11/24 Janacek’s From the House of the Dead @ The Met Opera
Magical is usually not the first adjective that comes to mind when one thinks of an opera based on Dostoevsky’s experiences in a prison camp. And yet, that is precisely the word I would use to describe the production I saw last Tuesday. The blend of evocative music, terrific ensemble acting and singing, appropriate design was like no other opera I’ve experienced before.
The design of the opera was quite good, gritty and realistic, almost like watching a movie (what a pity this production is not being broadcast in HD!) The grey concrete of the prison camp and the drab clothing of the prisoners gave the proper air of the mind numbing boredom that would be life in a prison camp, but it was the staging choices themselves that were most effective. At the opening of Act 1 fighting prisoners were put into a line to receive what looked to be soup, but after half the line had their cups filled, the guards inexplicably denied the rest of the line a meal. Such arbitrary injustices appeared multiple times in the play, a daily plague. Later, prisoners were seen dressing in a seething mass, revealing the complete lack of privacy prisoners had. The staging of a play-within-the opera was done with the “actors’ ” backs to the opera audience while the prison spectators looked out towards us, a telling mirror image. The transition between Act 1 and Act 2 was marked by a large amount of debris falling from the ceiling, which the prisoners then cleaned up with baskets. There was no glamour about it-one had a very clear idea of what it would be like to be a prisoner in the camp, of the monotony and small injustices or projects that characterized everyday life.
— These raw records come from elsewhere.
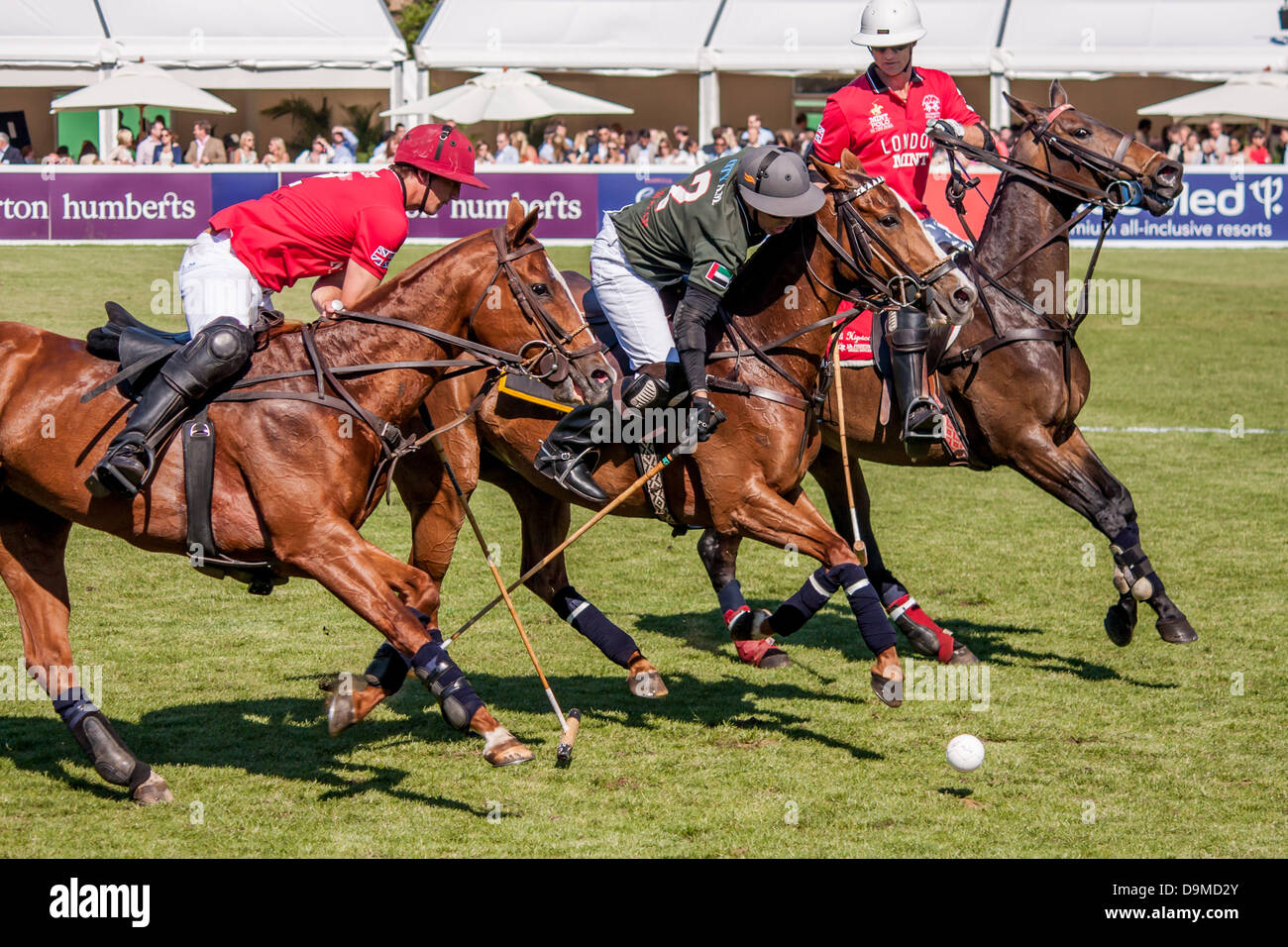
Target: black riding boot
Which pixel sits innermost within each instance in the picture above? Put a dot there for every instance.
(923, 423)
(217, 355)
(568, 454)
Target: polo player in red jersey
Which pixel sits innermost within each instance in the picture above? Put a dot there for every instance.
(884, 118)
(343, 228)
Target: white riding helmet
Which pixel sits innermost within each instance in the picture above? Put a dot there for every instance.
(889, 24)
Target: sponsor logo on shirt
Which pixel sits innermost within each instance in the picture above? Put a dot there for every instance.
(719, 275)
(879, 120)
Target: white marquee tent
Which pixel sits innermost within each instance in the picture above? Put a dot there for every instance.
(1206, 40)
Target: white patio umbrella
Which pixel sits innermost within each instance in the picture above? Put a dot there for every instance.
(1257, 95)
(141, 84)
(507, 95)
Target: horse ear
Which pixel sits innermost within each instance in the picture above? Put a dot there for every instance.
(519, 226)
(1025, 110)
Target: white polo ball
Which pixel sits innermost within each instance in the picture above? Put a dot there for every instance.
(965, 753)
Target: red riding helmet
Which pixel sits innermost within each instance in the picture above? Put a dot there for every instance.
(439, 150)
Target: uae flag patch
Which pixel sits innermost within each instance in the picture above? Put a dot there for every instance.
(719, 275)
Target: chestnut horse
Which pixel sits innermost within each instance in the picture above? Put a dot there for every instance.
(746, 480)
(1016, 399)
(291, 487)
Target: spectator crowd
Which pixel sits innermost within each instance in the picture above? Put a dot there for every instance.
(603, 145)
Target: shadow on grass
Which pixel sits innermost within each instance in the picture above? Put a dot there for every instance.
(833, 629)
(282, 737)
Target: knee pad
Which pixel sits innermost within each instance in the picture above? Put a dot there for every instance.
(217, 355)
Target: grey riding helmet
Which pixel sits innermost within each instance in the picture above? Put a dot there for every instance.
(773, 179)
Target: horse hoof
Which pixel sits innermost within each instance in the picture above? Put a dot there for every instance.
(153, 791)
(503, 750)
(1176, 630)
(763, 654)
(888, 689)
(1121, 621)
(340, 710)
(647, 684)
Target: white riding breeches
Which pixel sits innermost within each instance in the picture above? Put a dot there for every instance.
(215, 283)
(631, 303)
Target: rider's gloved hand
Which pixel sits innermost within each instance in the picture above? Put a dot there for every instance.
(947, 127)
(707, 418)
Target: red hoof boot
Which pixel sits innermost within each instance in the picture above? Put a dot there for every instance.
(763, 654)
(925, 635)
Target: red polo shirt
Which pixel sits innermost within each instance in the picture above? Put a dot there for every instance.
(888, 133)
(318, 224)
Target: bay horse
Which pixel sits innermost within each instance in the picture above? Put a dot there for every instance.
(746, 480)
(291, 484)
(1006, 377)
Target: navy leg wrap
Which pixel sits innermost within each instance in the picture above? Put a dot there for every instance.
(593, 625)
(106, 751)
(1133, 558)
(802, 607)
(387, 669)
(732, 603)
(437, 672)
(876, 629)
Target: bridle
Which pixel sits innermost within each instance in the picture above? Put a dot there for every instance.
(549, 357)
(906, 287)
(1109, 193)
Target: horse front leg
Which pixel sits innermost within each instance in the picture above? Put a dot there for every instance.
(923, 633)
(376, 585)
(1076, 475)
(765, 515)
(719, 554)
(544, 526)
(33, 551)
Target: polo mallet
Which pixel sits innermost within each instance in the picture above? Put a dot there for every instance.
(859, 548)
(568, 732)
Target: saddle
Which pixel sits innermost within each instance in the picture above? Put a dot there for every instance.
(142, 350)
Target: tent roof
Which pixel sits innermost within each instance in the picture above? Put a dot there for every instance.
(811, 37)
(200, 34)
(583, 35)
(1189, 39)
(1028, 39)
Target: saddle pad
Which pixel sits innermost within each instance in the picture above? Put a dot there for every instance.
(855, 343)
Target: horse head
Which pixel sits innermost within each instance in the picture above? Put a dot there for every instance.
(1078, 149)
(894, 254)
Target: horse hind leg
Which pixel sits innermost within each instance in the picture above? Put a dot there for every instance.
(33, 549)
(923, 633)
(719, 556)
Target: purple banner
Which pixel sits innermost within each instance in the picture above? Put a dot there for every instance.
(24, 206)
(123, 206)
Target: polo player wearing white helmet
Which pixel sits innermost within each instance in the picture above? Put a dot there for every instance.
(884, 118)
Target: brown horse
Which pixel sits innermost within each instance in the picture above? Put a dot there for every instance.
(1016, 399)
(746, 480)
(291, 484)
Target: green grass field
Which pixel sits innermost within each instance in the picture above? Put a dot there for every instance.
(1093, 750)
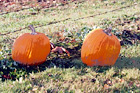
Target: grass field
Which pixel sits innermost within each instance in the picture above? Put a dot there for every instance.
(63, 74)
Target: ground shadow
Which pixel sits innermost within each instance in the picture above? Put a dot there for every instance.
(11, 70)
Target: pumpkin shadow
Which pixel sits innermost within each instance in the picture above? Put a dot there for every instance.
(125, 62)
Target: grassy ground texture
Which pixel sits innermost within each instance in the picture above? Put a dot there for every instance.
(63, 74)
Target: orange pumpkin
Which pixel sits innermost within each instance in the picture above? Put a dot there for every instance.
(31, 48)
(100, 48)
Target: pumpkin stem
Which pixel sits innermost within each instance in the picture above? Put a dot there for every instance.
(33, 30)
(108, 31)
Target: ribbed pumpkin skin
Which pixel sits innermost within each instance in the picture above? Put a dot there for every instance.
(31, 49)
(100, 49)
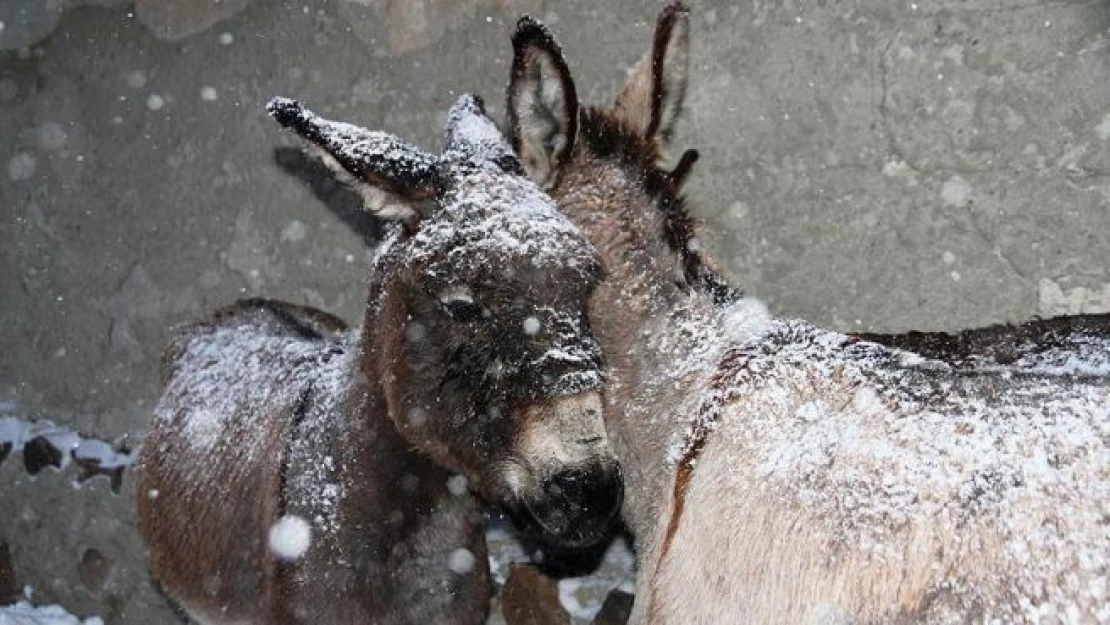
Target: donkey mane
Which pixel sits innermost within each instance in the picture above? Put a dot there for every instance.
(607, 137)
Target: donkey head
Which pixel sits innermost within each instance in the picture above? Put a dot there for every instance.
(476, 325)
(611, 161)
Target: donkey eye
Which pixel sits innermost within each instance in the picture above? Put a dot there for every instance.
(464, 310)
(510, 163)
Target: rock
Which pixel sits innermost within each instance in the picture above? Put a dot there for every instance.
(616, 610)
(407, 26)
(178, 19)
(530, 597)
(93, 571)
(9, 587)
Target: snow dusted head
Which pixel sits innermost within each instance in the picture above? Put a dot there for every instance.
(476, 324)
Given the staging, one might think the opera quite depressing, yet the music was so sympathetic and almost uplifting that the prisoners were transformed. The stark reality of the staging was overcome by the transcendence of the music. Janacek wrote in a style that incorporated late Romanticism, Stravinsky, and Czech folk music; a blend that allowed for a wide range of expression in the music. The way the opera was written, the music was almost a wordless narrator, giving depth to each character and event. The music could have stood alone as an orchestral work, but proved even more potent with the lyrical settings of the Czech words. For me, the power of the music in the work left a lasting impression and lent a significant sparkle to the opera.
Conductor Esa Pekka Salonen was masterful in his conducting of the piece (basically a 100 minute tone poem for orchestra), and the orchestra played vivaciously and supportively. The male chorus was an impressive sound, while each soloist shone as he told the story of how he had arrived in the prison. Particularly impressive was Peter Mattei in the role of Shishkov, who tells his story of murdering his wife for loving another man in Act 3. The drama and conflict of the story were evident in Mattei’s singing, holding the listener spellbound until the end. However, what was really impressive was the ability of the ensemble to work together seamlessly; given that the opera does not have a dynamic plot, it is the forceful and dramatic singing that carried the show.
Bravo to the Met for deciding to take on a difficult and unknown opera. I think, given that the house was full, they have been justly rewarded. I was left wondering what other gems might be buried behind concrete walls in Siberia, and hoping that I might get the chance to hear them. Given the general acclaim and popularity of this production, I hope the Met, and other opera companies, are encouraged to take chances and program modern and less well-known works. If they are done with as much care and talent as this production, and if they have so moving a score, they are surely going to succeed.